The first thing I would recommend is to simplify your benchmarking example. There’s no need to iterate manually over a function 10000 times, because we have https://github.com/JuliaCI/BenchmarkTools.jl to do that for us. And I’ll assert that there’s rarely any need to manually vectorize code like `vectorized_henon` in Julia, so I’ll leave that aside for now. Let’s time your fundamental operation:

``````julia> henon(x;a=1.4,b=0.3) = [1 - a*x[1]^2 - x[2], b*x[1]]
henon (generic function with 1 method)

julia> using BenchmarkTools

julia> @btime henon(x) setup=(x = ones(2) * 0.34)
22.259 ns (1 allocation: 96 bytes)
2-element Array{Float64,1}:
0.49816
0.10200000000000001
``````

Your `iter` loop just consists of doing that operation 10000 * 10000 times, but we’ve already gotten a pretty good performance estimate of 22ns per iteration without doing any of that:

``````julia> 22e-9 * 10000 * 10000
2.1999999999999997
``````

which is close enough to the 1.23s you saw (and might be different because I’m on a different machine).

Anyway, let’s speed this up. As is so often the case, you’re repeatedly constructing small, fixed-size arrays. This is a perfect use case for https://github.com/JuliaArrays/StaticArrays.jl

``````julia> using StaticArrays

julia> henon_static(x;a=1.4,b=0.3) = SVector(1 - a*x[1]^2 - x[2], b*x[1])
henon_static (generic function with 1 method)

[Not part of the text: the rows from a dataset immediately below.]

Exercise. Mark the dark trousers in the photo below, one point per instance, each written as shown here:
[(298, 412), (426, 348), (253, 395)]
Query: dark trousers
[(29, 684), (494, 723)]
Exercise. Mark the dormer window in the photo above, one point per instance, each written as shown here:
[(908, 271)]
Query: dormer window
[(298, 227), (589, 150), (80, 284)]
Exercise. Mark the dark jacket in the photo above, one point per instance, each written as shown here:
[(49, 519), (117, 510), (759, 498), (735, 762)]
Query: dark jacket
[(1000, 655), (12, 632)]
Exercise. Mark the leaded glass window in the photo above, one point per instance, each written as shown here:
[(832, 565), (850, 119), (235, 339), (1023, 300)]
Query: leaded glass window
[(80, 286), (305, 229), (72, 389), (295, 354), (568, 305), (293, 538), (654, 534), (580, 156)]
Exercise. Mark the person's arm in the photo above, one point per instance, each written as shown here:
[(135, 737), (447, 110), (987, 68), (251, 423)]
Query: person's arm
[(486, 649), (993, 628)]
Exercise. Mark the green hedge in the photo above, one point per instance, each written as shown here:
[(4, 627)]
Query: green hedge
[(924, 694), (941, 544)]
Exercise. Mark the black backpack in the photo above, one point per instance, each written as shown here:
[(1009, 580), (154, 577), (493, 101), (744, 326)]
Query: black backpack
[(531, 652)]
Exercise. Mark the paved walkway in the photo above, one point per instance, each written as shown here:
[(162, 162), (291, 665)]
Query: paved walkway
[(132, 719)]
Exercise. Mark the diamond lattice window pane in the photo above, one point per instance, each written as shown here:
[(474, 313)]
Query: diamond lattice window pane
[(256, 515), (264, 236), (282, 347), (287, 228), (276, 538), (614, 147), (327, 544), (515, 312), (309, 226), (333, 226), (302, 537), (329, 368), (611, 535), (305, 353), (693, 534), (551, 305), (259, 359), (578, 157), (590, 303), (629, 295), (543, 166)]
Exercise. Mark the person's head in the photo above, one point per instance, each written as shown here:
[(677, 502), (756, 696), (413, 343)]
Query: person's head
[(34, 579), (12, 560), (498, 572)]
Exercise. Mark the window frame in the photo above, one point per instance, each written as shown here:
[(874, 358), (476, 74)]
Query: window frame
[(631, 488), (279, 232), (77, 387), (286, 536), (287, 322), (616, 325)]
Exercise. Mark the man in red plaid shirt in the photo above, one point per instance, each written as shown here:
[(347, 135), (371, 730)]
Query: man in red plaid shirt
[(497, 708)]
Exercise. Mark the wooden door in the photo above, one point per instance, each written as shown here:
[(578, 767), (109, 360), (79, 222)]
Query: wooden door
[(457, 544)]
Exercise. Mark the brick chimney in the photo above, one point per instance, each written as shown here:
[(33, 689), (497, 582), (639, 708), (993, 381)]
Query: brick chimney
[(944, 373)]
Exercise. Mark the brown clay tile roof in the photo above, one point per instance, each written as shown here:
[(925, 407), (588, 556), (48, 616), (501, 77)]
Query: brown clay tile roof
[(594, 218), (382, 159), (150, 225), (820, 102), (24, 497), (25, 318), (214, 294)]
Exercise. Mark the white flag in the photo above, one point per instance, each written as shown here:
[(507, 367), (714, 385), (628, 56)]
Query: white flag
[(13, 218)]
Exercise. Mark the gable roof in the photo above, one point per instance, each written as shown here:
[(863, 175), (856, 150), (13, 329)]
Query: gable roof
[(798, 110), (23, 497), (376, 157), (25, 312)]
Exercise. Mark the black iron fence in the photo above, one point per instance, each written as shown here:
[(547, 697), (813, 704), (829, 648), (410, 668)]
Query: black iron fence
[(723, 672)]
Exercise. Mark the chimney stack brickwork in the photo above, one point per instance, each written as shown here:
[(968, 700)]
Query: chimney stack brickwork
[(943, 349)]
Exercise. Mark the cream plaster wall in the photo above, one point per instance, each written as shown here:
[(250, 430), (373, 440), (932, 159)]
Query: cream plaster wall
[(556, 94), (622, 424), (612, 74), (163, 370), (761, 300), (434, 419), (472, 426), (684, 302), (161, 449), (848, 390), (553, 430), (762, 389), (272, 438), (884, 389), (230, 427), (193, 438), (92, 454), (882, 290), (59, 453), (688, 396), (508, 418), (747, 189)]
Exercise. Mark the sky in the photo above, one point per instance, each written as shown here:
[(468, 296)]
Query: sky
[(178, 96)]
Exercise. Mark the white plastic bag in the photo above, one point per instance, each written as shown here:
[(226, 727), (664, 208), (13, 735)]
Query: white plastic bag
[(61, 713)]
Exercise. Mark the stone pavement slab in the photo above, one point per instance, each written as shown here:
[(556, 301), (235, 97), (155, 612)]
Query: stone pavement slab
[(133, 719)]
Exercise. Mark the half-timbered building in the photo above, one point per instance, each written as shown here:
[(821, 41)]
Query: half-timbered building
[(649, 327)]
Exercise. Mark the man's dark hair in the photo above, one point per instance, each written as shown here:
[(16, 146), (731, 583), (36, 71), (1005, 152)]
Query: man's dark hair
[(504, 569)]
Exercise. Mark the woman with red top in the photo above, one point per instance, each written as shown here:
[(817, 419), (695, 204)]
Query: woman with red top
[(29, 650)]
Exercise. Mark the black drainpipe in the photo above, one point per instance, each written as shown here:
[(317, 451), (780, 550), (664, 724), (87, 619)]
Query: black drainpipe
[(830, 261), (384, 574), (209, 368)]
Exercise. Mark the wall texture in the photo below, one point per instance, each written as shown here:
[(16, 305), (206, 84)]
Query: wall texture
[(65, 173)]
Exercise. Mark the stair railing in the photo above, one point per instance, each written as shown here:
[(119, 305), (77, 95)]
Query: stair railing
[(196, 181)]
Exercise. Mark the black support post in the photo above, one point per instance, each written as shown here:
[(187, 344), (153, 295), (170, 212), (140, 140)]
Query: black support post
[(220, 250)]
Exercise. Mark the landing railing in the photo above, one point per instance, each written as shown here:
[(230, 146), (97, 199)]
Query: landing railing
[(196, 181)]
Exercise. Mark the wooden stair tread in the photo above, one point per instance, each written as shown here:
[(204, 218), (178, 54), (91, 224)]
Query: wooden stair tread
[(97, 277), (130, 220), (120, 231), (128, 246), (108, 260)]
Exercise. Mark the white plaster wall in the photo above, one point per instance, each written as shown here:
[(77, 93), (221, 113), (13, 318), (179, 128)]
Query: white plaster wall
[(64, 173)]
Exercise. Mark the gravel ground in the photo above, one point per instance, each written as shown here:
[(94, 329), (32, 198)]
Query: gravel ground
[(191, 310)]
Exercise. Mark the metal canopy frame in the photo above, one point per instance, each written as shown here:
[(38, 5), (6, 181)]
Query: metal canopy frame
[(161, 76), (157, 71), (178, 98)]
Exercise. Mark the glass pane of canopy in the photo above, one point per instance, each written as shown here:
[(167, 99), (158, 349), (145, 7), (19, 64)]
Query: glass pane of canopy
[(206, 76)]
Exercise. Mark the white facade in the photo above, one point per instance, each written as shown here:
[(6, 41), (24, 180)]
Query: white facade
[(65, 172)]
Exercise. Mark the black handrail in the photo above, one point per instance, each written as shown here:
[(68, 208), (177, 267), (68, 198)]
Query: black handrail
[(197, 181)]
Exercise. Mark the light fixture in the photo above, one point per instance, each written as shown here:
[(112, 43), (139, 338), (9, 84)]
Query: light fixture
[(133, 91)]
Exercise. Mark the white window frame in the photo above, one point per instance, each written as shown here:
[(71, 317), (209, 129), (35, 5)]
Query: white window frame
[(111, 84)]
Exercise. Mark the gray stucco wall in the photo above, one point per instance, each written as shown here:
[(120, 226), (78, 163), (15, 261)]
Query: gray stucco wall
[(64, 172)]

julia> @btime henon_static(x) setup=(x = SVector(0.34, 0.34))
0.017 ns (0 allocations: 0 bytes)
2-element SArray{Tuple{2},Float64,1,2} with indices SOneTo(2):
0.49816
0.10200000000000001
``````

Whoops, that’s too fast to be believable. Looks like the compiler has been able to optimize this function down to a constant answer. We can add a `Ref` to force the compiler to actually do the computation:

``````julia> @btime henon_static(x[]) setup=(x = Ref(SVector(0.34, 0.34)))
1.733 ns (0 allocations: 0 bytes)
2-element SArray{Tuple{2},Float64,1,2} with indices SOneTo(2):
0.49816
0.10200000000000001
``````

That’s more like it. 1-2ns is about what I would expect for such a simple operation. And we’re now more than 10x faster than your original code, and we’re allocating zero memory. Hooray for StaticArrays!

8 Likes

Thank you both! This was very helpful. You both provided solutions to my problem.